EPISODE 2 (“What Makes Me?”) surprised me with two facts:

(i) The part of our brain where the past is stored is the same part where the future is created— whoa! Could this lead to an operational definition of enlightenment, namely: It’s the state when you’ve attained conscious control of this part and can shut it down (as verified by brain scan) so that only the present exists? You can tweak this definition, depending on how much you accept that the subject presented in this episode (a Mr. Henry M.) is “enlightened,” but it’s an intriguing avenue for future interdisciplinary research.
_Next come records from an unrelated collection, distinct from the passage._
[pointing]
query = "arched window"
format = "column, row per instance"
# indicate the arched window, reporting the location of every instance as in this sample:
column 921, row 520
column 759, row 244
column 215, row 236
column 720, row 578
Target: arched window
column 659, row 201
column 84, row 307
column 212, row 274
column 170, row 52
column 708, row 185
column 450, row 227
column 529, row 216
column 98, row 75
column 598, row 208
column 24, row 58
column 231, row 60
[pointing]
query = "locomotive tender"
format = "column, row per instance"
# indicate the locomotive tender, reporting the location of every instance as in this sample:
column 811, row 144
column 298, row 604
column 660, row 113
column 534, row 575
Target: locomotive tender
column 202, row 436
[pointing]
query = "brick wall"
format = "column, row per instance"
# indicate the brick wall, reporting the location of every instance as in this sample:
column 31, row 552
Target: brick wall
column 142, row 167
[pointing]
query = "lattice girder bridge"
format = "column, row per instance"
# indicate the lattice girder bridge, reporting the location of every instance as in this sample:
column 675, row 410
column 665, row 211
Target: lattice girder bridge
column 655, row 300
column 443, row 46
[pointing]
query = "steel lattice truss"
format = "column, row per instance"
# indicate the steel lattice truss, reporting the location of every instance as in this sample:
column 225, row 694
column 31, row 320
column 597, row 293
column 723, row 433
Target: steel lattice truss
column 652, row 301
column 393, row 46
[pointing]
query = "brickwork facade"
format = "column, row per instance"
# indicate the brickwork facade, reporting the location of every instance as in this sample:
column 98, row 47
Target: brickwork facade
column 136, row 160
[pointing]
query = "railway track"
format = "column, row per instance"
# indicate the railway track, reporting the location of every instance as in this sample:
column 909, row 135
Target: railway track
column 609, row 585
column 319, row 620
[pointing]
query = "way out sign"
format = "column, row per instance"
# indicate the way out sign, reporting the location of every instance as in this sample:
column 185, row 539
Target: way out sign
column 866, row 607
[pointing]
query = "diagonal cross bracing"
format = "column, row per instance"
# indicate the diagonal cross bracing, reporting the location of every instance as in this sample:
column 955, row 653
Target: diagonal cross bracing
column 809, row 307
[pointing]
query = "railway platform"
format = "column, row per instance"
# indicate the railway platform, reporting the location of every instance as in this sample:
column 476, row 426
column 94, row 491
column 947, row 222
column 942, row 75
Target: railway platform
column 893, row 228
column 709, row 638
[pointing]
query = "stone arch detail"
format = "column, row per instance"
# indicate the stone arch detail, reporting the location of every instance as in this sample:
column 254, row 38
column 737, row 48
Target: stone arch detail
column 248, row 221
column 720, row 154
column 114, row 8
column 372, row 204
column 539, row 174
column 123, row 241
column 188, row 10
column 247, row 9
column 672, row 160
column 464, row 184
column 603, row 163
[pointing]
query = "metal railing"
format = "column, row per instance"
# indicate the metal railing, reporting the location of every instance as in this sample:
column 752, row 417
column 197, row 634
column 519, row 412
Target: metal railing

(ii) Even more astounding is the conclusion that you disappear (the technical term is “you go offline”) when all your brainwaves synchronize, as in all delta waves— whoa again! So the Buddha was right after all! We’re not substance, but process; not particle, but wave; not data, but algorithm! But if the skandhas unravel at death, who/what then reincarnates, or goes through the bardo? (The Buddha steadfastly refused to talk about the afterlife.) More ideas for further research.

And if you hate metaphysics, there are some practical ramifications too, e.g. it used to be that {death ≡ [no breath, no pulse]}; then the bar was moved and today, breath/pulse may be present, but {[flatline] ≡ death}. Does EPISODE 2 move the bar again so that death is redefined as [nothing but EEG = delta for, say, two consecutive weeks]? And if a fetus spends 100 percent of its time in delta, is it a living human being? How about during the weeks before its brain has formed? (No brain ⇒ zero brainwaves.) These are less interesting but perhaps more important questions from a practical standpoint.

EPISODE 3 (“Who’s in Control?”) asks, “Do we have free will?” and repeats an argument that we physicists have heard before: Given a gas, each of its molecules follows a trajectory completely defined by the conservation laws of momentum and energy— no free will there. But since we can’t keep track of each molecule individually, we deal with them statistically, as a group, by defining some useful macro state variables such as pressure and temperature. The mistake is thinking that pressure and temperature are as real as the molecules, when in fact they are human inventions. In the same way, free will may be a human invention, a statistical result from underlying biological processes impossible for us to follow individually.

More interesting, this episode seems to provide a neurobiological basis for what the swamis teach about karma. Widely misunderstood in the West as “You reap what you sow,” karma is more than simple causality; it involves predisposition (nature or genes), sensation (nurture or conditioning), and action (will or intent). The basic yogic observation is the infinite plasticity of the brain, which is constantly reconfiguring itself. Thinking rewires the brain, feeling rewires it, acting rewires it. Even now, reading this blog is causing your brain to rewire itself. And it’s the state of your brain as wired NOW that determines what your FUTURE is, which rewires your brain— voilà your karma! And so on and on and on…

The only time this “law of karma” ceases to operate is when you stop rewiring your brain, which, the swamis say, happens when you rest in the space between thoughts; so, Grasshopper, to unchain yourself from this law of karma, abide therein where the last thought has left, but the next thought has yet to begin.

EPISODE 4 (“How Do I Decide?”) seems to backtrack from EPISODE 3 and assumes that we do have free will, and here the focus is on how we free-willingly arrive at our choices or decisions. More stuff on the mechanics of karma, but lots of other stuff that will be useful to “Persuaders,” those purveyors of advertising and propaganda.

EPISODES 5 (“Why Do I Need You?”) and 6 (“Who Will We Be?”) don’t touch as much on the “deep” stuff of EPISODES 2 and 3 but will be interesting nevertheless to some. EPISODE 5 has ramifications for public policy, and EPISODE 6 will fascinate gearheads. But why not watch all six? I guarantee you won’t be bored!